議決権の90%以上を有する特別支配株主が,少数株主の有する株式の全部を金銭を対価として取得することができる。

近年 上場している親会社が 上場している子会社の株をTOBで90%以上取得したあと、当該子会社を上場廃止にし、上記『特別支配株主の株式等売渡請求』制度を利用し、残りの株を少数株主から強制的に買い取っている。

ただ、いまいち分からないのが、少数株主は通常、個人が多く、特別支配株主に売渡した場合(強制買取での売渡し)、取得費を差し引くと利益も損失も出る可能性があるが、その際の確定申告は どうするのであろうか。つまりは、上場株式として申告するのか、一般株式で申告するのか という問題である。上場株式として申告すれば、損益通算も繰越損失計上もできる。

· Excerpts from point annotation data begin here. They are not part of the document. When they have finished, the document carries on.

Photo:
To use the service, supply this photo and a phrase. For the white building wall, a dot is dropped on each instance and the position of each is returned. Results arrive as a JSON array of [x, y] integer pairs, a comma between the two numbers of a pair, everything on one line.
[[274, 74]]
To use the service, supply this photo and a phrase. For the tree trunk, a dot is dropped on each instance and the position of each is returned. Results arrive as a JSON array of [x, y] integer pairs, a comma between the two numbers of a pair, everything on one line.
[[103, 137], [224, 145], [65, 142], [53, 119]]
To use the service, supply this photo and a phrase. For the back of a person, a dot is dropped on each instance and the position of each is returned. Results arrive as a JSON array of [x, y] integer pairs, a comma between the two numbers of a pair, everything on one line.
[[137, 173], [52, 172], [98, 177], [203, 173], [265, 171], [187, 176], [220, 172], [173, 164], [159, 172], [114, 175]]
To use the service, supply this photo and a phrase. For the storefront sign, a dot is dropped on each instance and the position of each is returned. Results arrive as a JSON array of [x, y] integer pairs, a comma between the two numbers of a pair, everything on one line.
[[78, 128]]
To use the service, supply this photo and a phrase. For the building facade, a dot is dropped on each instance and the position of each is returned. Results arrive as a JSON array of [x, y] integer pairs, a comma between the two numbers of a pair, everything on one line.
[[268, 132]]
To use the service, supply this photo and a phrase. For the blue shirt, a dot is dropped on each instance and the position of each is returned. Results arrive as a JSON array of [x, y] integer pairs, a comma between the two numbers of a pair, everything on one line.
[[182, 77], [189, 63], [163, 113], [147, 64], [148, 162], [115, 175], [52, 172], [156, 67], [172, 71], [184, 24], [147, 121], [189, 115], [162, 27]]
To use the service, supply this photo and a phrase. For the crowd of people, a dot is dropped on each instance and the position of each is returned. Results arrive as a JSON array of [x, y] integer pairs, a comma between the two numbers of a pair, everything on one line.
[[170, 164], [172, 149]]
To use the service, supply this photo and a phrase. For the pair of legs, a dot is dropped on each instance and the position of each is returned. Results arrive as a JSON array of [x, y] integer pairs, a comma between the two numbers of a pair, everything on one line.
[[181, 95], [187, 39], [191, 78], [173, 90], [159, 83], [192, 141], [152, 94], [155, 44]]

真面目で謙虚な人は 一般株式での売買として 申告するかもしれない。

しかし、調べてみると、国税庁のサイトで『株式交換に反対する個人株主の株式が買取請求に基づき買い取られた場合の課税関係について』(下記URL)の事例が紹介されている。
https://www.nta.go.jp/about/organization/osaka/bunshokaito/gensen/110809/01.htm

これを読むと 『上場株式等』として申告できるような気もする。

真相は不明である。各自 税務署でお問合せ頂くしかない。

ただし、近年、この種の 買収が増えている。

三菱ケミカル の田辺三菱製薬 買収

Jフロントリテイリングの パルコ買収

などである。いずれも上場企業による買収である。

『貯蓄から投資へ』、国も投資を促進しようとしているので、そういう意味では、国税庁のきちんとした見解の公表が待たれる。おそらく、この手の相談は確定申告時に それなりに多いのでは なかろうか。